Whether or not McConnochie was smitten with ballet as a child, she has done her homework. The hardship, discipline and dedication required to become a ballerina form the backbone of the novel, and the technicalities of ballet’s leaps and pirouettes land authentically on the page. The research for the Russian section has resulted in a slightly less accurate picture: Petersburg was not created out of ‘thin air’, but upon the bones of thousands of serf labourers that fell into drained marshland; and Peter’s ‘intentional’ city (as Dostoevsky dubbed it) is more like Canberra than Adelaide; but these quibbles are not the source of my real unease.
Why is it that this easily read book feels so slight, despite competent writing and the neat employment of events that move from St Petersburg to Paris and finally to Adelaide – apart from the fact that its large, open type disguises its brevity? It may be because McConnochie, according to the blurb, ‘works in television as a scriptwriter and editor’. Why The Snow Queen does not satisfy might be sheeted home to the faults of virtues that do not stretch to prose fiction. (Is it in order to persuade us that there is a novelist hunched over her desk that the chapter numbers are written out in copperplate, using the kind of thick nib designed for italic handwriting?) It resembles a ‘treatment’, in which all the potential is laid out but not come to grips with, a sense only strengthened when I searched out some reviews of McConnochie’s first novel, Coldwater (2001), which I haven’t read, and which displaced the three Brontë sisters and their harsh father, all now surnamed Wolf, onto an island penal colony off the coast of Australia. Both these reviews and The Snow Queen have the ring of bright ideas that would make good television screenplays. For the latter, the scenes would be set out as follows: ‘1973 – Teddy (Edward Larwood) arrives back in Adelaide after forty-odd years abroad to direct, by invitation, ‘Ballet South’, a brand new company. Switch to old lady with passionate heart and rich husband (the older Galina), who bitterly resents this development and makes her feelings plain at a dinner party for twelve, reviling Larwood over the fondue. Galina decides to write a memoir: flashback to the Imperial Ballet School etc.’ Very picturesque.
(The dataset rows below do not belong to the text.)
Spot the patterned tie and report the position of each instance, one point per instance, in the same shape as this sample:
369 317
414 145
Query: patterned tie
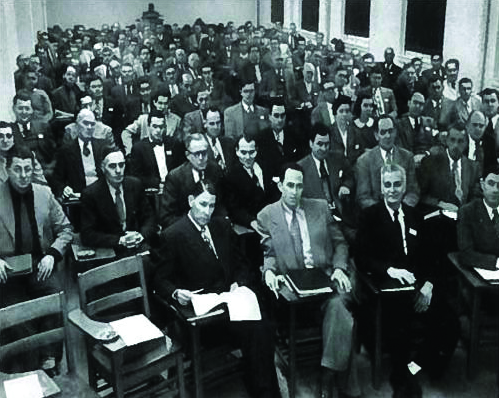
294 230
457 182
120 208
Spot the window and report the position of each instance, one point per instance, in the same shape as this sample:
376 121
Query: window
425 21
357 13
310 15
277 11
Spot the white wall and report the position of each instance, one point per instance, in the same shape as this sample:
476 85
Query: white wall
93 13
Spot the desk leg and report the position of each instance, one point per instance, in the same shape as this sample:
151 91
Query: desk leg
474 342
292 351
196 361
376 369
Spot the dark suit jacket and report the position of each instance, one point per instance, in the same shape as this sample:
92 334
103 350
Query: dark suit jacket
187 262
69 166
243 198
143 163
179 185
477 238
436 180
100 225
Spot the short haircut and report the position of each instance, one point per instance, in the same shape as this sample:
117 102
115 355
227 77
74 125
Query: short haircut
154 113
341 100
287 166
18 151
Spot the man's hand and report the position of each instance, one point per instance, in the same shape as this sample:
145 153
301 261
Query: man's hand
3 270
342 279
343 191
45 267
272 281
402 275
422 300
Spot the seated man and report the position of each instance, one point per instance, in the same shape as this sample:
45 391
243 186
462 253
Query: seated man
418 325
298 233
198 252
369 163
31 222
115 211
478 225
154 157
181 181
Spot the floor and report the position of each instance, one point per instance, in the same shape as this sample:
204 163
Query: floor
453 385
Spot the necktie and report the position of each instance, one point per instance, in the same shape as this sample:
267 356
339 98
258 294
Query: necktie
86 149
326 186
206 238
294 230
457 182
495 220
120 208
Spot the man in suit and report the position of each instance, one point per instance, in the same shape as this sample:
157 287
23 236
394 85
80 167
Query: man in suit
329 177
115 210
369 164
245 118
418 324
298 233
198 252
31 222
384 99
77 162
448 179
181 181
153 157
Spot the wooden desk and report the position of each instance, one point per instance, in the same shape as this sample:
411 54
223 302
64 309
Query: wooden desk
49 387
293 302
478 287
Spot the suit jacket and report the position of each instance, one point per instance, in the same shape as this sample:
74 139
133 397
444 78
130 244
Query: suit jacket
368 176
179 185
244 198
477 238
187 262
100 224
69 166
143 164
380 245
436 180
328 246
234 122
54 229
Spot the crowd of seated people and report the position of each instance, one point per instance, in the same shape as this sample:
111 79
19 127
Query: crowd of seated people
263 117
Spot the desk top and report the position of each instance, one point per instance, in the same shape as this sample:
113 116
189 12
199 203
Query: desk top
49 387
But what happened to the editing in the paragraph where Galina falls through the ice while skating? ‘There was no one near me, no one had seen me fall.’ A few lines later, we learn: ‘Someone had seen me go through …’ A dramatic, if contradictory, rescue can take place. Flash forward and change scene to Teddy and his stereotypically conventional sister’s Christmas dinner. Flashback to Galina’s defection to the Paris Opera in 1918. You get the picture. Or rather, you don’t, because what you actually get is the novel, much of it told through Galina’s memoir, in which McConnochie faithfully reproduces the stilted English of a non-native speaker. Moreover, because of her austere view of what is proper, Galina does not tell the whole story; the memoir omits the real issue – the secret springs of what she felt for Teddy, and he for her. These feelings never quite mirrored each other, as we ultimately find out (and I don’t want to give away the whole story), but somewhere along the line an opportunity seems to have been missed. Can you write a novel based on a book-within-a-book, when the former leaves out, for reasons of character, the truly gripping bits? It seems to result in little dramatic tension and a great deal of recounting, interspersed towards the end with dribbles of explanation.
I am sure there will be an audience for The Snow Queen – particularly balletomanes and Adelaideans – and the romantic cover will enhance the bookstands. But it will not advance the cause of the Australian novel.